Mechanics 3 SHM Watch
A) A particle is moving in a straight line with SHM of period 2pi secs about a centre O. When the particle is 0.5m from O its speed in zero. Calculate the maximum speed of the particle and its speed when it is 0.25m from O.
A piston of mass 1.5kg is moving with shm inside a cylinder. It performs 20 complete oscilations per minute and the distance between the extreme points of its motion is 2m.
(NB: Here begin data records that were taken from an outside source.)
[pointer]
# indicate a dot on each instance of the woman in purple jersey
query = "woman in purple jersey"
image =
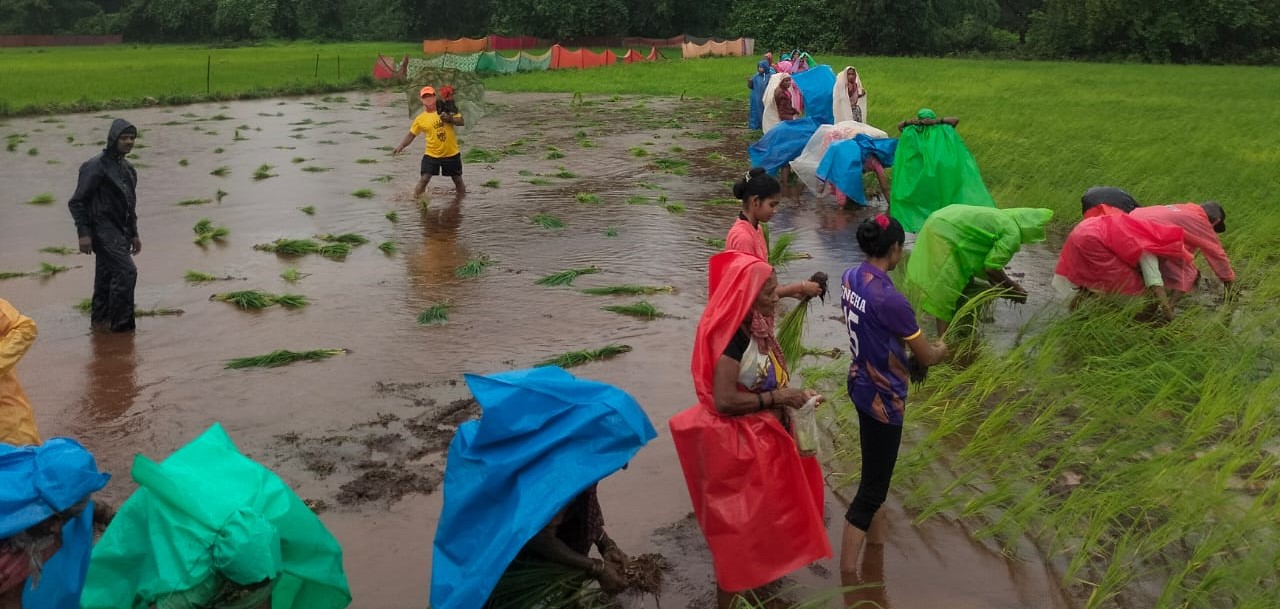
(881, 325)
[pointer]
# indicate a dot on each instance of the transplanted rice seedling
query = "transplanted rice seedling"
(641, 308)
(352, 238)
(629, 289)
(547, 220)
(474, 268)
(586, 356)
(282, 357)
(264, 172)
(567, 276)
(434, 315)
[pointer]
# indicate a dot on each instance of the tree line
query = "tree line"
(1179, 31)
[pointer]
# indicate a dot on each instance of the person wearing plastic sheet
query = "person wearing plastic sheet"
(106, 221)
(17, 335)
(1201, 225)
(758, 502)
(960, 242)
(1112, 252)
(442, 155)
(881, 328)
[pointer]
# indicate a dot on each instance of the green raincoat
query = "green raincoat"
(933, 169)
(960, 242)
(205, 516)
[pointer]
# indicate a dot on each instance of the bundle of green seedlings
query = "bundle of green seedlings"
(302, 247)
(206, 232)
(567, 276)
(585, 356)
(282, 357)
(643, 310)
(256, 300)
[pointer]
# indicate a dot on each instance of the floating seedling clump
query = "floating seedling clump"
(567, 276)
(282, 357)
(586, 356)
(643, 308)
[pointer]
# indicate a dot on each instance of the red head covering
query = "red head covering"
(735, 282)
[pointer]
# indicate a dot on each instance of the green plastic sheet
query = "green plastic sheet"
(933, 169)
(205, 516)
(960, 242)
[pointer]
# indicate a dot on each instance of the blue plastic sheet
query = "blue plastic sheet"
(842, 164)
(543, 439)
(817, 85)
(782, 143)
(37, 482)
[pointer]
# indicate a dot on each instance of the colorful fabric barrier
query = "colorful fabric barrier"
(457, 46)
(544, 438)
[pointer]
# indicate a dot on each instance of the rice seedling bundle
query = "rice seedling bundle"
(586, 356)
(567, 276)
(629, 289)
(474, 268)
(547, 220)
(282, 357)
(434, 315)
(643, 308)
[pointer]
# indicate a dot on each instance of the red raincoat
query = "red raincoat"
(1102, 251)
(757, 500)
(1198, 236)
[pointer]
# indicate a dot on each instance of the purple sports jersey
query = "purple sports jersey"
(880, 321)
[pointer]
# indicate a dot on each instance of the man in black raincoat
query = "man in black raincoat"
(106, 223)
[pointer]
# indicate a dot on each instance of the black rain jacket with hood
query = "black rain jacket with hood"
(105, 196)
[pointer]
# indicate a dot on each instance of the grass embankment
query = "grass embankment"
(1144, 457)
(55, 79)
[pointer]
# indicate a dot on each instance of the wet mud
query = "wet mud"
(362, 436)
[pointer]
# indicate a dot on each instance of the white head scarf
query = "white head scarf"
(771, 106)
(840, 105)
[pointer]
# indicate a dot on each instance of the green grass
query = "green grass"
(586, 356)
(282, 357)
(437, 314)
(629, 289)
(567, 276)
(643, 310)
(474, 268)
(87, 78)
(547, 220)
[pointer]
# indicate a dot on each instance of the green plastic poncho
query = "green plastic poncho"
(933, 169)
(961, 241)
(210, 514)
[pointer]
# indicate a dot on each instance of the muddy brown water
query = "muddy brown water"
(361, 435)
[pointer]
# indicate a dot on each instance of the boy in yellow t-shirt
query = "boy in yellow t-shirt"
(442, 156)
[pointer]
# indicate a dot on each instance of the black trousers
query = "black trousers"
(114, 278)
(880, 443)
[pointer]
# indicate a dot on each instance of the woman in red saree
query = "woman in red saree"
(759, 503)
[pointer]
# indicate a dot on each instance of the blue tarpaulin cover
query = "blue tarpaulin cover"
(817, 85)
(544, 438)
(37, 482)
(782, 143)
(842, 164)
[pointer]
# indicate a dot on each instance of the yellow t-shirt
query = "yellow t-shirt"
(442, 141)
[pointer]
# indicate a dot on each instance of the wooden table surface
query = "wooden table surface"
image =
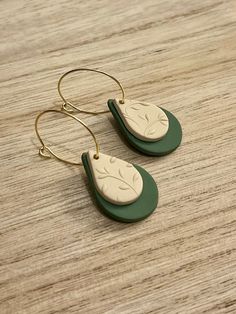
(58, 254)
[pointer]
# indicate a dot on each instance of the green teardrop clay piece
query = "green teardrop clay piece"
(166, 145)
(140, 209)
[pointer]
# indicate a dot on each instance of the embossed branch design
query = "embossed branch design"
(150, 123)
(105, 173)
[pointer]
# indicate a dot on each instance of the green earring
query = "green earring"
(123, 191)
(150, 129)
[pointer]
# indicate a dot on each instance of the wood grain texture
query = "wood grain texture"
(58, 254)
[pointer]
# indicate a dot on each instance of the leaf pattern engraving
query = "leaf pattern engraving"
(105, 173)
(116, 180)
(149, 123)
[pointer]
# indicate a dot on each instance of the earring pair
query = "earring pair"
(124, 191)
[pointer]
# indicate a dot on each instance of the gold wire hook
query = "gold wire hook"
(44, 148)
(66, 103)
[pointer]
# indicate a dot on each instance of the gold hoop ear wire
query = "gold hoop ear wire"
(66, 103)
(45, 148)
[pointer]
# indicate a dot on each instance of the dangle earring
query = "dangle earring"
(123, 191)
(150, 129)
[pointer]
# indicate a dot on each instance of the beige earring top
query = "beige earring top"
(45, 148)
(66, 103)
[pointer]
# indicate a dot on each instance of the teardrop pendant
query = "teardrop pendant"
(123, 191)
(150, 129)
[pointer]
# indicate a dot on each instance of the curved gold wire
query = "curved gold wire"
(66, 103)
(44, 148)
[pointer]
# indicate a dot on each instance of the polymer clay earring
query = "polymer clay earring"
(124, 191)
(150, 129)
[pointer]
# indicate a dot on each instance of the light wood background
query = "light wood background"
(58, 254)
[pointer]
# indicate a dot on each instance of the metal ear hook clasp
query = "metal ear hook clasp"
(67, 103)
(42, 152)
(50, 153)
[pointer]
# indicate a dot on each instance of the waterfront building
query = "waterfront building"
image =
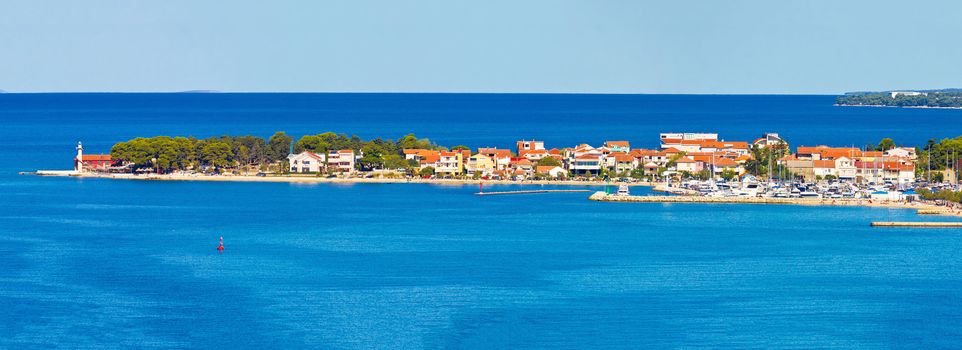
(522, 164)
(424, 157)
(501, 157)
(555, 172)
(534, 155)
(524, 146)
(722, 164)
(480, 163)
(91, 162)
(689, 165)
(621, 162)
(769, 139)
(651, 169)
(584, 159)
(305, 162)
(586, 164)
(902, 152)
(450, 163)
(677, 136)
(341, 160)
(618, 146)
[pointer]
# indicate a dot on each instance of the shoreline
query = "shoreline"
(921, 208)
(887, 106)
(338, 180)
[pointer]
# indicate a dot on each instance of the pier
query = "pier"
(922, 208)
(929, 224)
(498, 193)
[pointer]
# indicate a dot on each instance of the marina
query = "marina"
(916, 224)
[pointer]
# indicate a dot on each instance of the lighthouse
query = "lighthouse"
(78, 164)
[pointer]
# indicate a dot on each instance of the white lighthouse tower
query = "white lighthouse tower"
(78, 164)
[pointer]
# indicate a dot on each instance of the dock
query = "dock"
(497, 193)
(929, 224)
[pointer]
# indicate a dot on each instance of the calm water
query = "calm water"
(100, 264)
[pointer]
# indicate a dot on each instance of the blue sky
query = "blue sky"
(480, 46)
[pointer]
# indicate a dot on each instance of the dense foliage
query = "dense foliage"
(949, 98)
(165, 154)
(944, 154)
(951, 196)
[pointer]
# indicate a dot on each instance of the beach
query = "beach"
(344, 180)
(923, 207)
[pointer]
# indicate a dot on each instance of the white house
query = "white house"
(342, 160)
(305, 162)
(551, 171)
(902, 152)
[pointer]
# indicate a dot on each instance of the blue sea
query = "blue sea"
(95, 263)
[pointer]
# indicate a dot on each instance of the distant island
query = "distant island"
(945, 98)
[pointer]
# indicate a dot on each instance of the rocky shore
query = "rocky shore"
(922, 207)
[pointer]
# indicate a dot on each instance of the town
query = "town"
(685, 163)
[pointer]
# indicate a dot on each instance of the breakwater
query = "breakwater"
(924, 208)
(526, 192)
(916, 224)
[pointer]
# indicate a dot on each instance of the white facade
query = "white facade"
(689, 136)
(305, 162)
(343, 160)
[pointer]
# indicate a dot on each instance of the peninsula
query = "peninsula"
(764, 170)
(945, 98)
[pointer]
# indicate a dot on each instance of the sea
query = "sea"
(100, 264)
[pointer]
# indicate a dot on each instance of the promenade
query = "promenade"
(922, 207)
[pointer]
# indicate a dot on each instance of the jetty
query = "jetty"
(922, 208)
(603, 197)
(499, 193)
(929, 224)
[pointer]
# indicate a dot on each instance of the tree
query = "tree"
(373, 156)
(729, 174)
(394, 161)
(216, 154)
(278, 146)
(885, 145)
(548, 161)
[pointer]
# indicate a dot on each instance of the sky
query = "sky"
(550, 46)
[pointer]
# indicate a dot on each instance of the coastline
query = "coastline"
(315, 179)
(887, 106)
(922, 208)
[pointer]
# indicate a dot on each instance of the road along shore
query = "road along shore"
(925, 208)
(343, 180)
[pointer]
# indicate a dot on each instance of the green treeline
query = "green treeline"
(951, 98)
(164, 154)
(941, 155)
(951, 196)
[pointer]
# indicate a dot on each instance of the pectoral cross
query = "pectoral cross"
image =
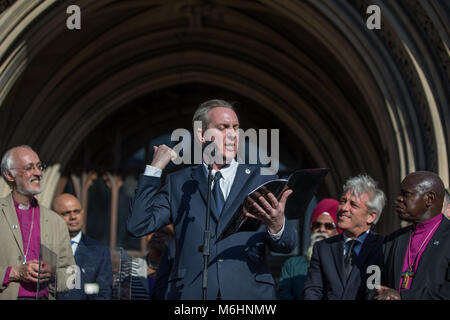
(406, 276)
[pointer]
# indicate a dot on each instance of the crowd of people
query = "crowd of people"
(45, 255)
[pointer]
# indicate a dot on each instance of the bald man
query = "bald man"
(91, 256)
(446, 206)
(417, 258)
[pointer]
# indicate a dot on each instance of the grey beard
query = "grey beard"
(27, 192)
(314, 238)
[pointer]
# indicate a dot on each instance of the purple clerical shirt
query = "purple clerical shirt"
(421, 232)
(25, 217)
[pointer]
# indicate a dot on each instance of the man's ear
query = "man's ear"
(372, 217)
(430, 196)
(199, 135)
(9, 177)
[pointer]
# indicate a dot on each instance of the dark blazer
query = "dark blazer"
(432, 279)
(94, 260)
(237, 263)
(326, 274)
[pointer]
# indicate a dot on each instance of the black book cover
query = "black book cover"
(304, 184)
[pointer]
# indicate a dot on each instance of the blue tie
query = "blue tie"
(217, 192)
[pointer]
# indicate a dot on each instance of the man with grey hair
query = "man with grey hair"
(25, 226)
(237, 267)
(338, 265)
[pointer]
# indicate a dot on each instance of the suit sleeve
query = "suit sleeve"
(105, 276)
(160, 285)
(313, 289)
(285, 288)
(65, 260)
(150, 207)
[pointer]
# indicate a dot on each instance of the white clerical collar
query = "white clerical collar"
(24, 207)
(228, 171)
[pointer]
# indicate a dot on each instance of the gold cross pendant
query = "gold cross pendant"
(407, 276)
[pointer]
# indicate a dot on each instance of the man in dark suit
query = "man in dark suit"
(338, 267)
(237, 267)
(417, 258)
(91, 256)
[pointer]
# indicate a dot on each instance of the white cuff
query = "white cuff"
(152, 171)
(279, 234)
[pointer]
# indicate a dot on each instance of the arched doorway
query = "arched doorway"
(352, 99)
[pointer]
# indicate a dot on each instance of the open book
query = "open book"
(304, 184)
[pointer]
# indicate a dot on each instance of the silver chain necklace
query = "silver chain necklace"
(29, 238)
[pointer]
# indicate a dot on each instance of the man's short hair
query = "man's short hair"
(365, 184)
(447, 197)
(201, 114)
(8, 163)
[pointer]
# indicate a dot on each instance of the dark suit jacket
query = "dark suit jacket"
(237, 263)
(94, 260)
(432, 279)
(326, 274)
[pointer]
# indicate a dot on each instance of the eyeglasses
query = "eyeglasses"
(40, 166)
(328, 225)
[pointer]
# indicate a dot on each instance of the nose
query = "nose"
(344, 206)
(36, 171)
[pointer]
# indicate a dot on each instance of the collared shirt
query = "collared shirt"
(228, 173)
(26, 221)
(360, 240)
(421, 232)
(75, 241)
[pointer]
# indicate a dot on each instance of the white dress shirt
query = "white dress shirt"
(228, 174)
(76, 240)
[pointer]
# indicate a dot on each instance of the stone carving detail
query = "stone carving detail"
(388, 35)
(5, 4)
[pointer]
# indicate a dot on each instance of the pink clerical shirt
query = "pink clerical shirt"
(25, 217)
(421, 232)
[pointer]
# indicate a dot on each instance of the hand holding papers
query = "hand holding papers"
(262, 205)
(303, 183)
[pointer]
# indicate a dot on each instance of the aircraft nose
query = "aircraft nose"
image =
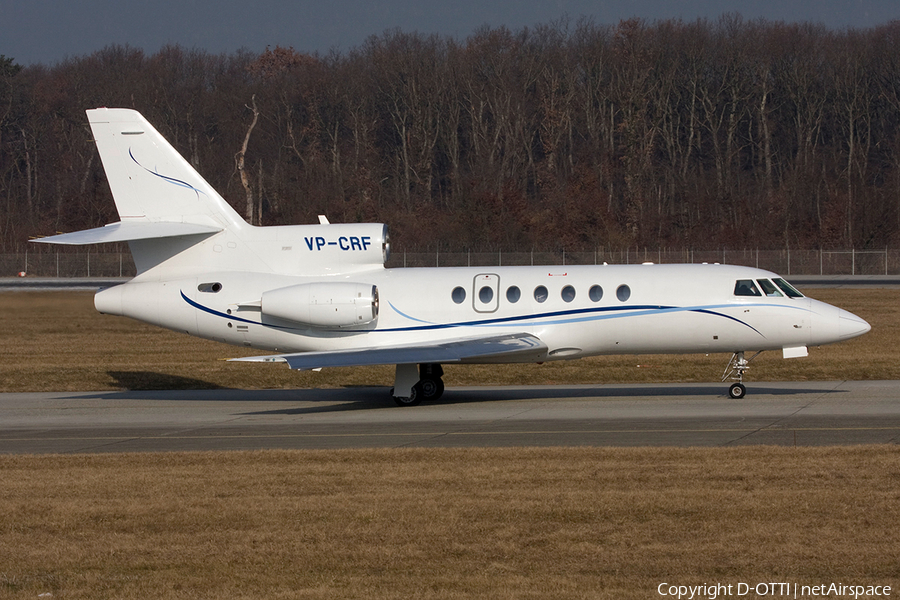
(851, 326)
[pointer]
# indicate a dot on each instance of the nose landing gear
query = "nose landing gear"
(735, 370)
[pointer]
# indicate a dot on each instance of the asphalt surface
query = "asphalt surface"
(785, 413)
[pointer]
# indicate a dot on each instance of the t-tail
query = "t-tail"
(176, 224)
(165, 206)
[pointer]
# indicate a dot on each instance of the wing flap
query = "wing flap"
(126, 232)
(496, 348)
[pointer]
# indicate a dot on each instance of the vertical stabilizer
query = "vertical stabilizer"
(149, 179)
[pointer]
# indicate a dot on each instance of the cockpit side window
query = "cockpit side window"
(745, 287)
(769, 288)
(787, 288)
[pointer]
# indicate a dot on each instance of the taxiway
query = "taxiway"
(782, 413)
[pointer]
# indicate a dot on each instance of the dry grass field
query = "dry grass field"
(398, 524)
(56, 341)
(535, 523)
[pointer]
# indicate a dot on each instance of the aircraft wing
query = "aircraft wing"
(487, 348)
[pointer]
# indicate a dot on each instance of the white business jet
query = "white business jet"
(319, 296)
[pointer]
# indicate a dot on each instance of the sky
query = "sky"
(49, 31)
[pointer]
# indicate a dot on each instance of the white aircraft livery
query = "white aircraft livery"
(317, 296)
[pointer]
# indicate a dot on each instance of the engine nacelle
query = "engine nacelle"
(328, 304)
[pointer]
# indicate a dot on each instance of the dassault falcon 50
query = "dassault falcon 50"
(319, 295)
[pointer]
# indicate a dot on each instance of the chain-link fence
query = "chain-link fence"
(785, 262)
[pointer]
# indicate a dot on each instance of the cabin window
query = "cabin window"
(745, 287)
(769, 288)
(787, 288)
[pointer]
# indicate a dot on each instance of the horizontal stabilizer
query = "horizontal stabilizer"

Calculate the maximum value of the kinetic energy possesed by the piston during its motion, stating clearly any assumptions you have made about the piston in order to calculate this.
Thanks for any help
v=0 at x=0.5m. Hence the amplitude is 0.5m.
Vmax at x=0:
v^2 = w^2(a^2 - x^2)
v^2 = 1(.5^2 - 0)
v = 0.5ms^-1
V at x=0.25
v^2 = 1(.5^2 - 0.25^2)
1 oscillation per 3 sec.
Period = 3sec
2pi/w = 3
w = 2pi/3
Amplitude = 2/2 = 1m.
Ke max = 0.5m(vmax)^2
(Vmax)^2 = (2pi/3)^2[1 - 0^2]
Vmax = 2pi/3
Ke max = 0.75[2pi/3]^2
Assumptions: There are no resistances to the movement of the piston and it is small so can be modelled as a particle.
When speed is zero, distance is maximum, so amplitude(A)=0.5 m
Maximum speed is when the particle is at the center, i.e. when x=0.
v²=w²(A²-x²), when x=0 => v²=w²A², so:
Max speed = wA = 0.5 m/s
Speed @ x=0.25 can be found using:
1 oscillation is 2pi, 1 minute is 60 s => 20 osc/min = 20(2pi/60) = 2pi/3 rad/s = w
Extereme points of motion are 2m apart, so amplitude = 1m.
Maximum kinetic energy occurs when speed is maximum, so:
max speed = wA = 2pi/3 m/s
max KE = 0.5mv² = 0.5(1.5)(2pi/3)² =~ 3.29 J
Piston was modelled as a particle.